It’s a different theatre, a different enemy but the pride in his nation is the same as his forefathers over the past more than 100 years.
There was his great great grandfather (mother’s side) Private Leslie John Reeves in the First World War and his great grandfather 2/30th Australian Infantry battalion Private Raymond Leslie Reeves who survived as a prisoner of war in Malaya.
Then grandfather Raymond Walter Reeves signed up for the Vietnam War when he was 17 years as well as his mother’s brother William Edward Weston who died in Borneo in March 1945 let alone those on his father’s side of the family including great great grandfather Francis Sydney Tanner who embarked for the front in February 1917.
“Every time I put on my uniform, I imagine the time they would have put on their uniform, and marching out of Kapooka I got my photo taken in front of the Australian flag with my slouch hat on and that, exactly as my other family had done as well in the past,” the soldier said.

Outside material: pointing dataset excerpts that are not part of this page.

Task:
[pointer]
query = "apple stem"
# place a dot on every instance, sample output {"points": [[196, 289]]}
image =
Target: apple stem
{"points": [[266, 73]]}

“It’s just unreal it really is … I always sort of backed myself that ‘it’ was there and I could do it because my family had done it before me. Now I’m part of my own Anzac Day, as opposed to just wearing my family’s medals in the march when I was a younger, there’s just that pride, I’ve joined that history and that’s just unreal.”
Anzac Day will largely be like any other for the ADF men and women on active duty in Iraq although they will pause and reflect briefly in a small service and perhaps post duties, teach other coalition forces stationed on the base the merits of a Two Up game.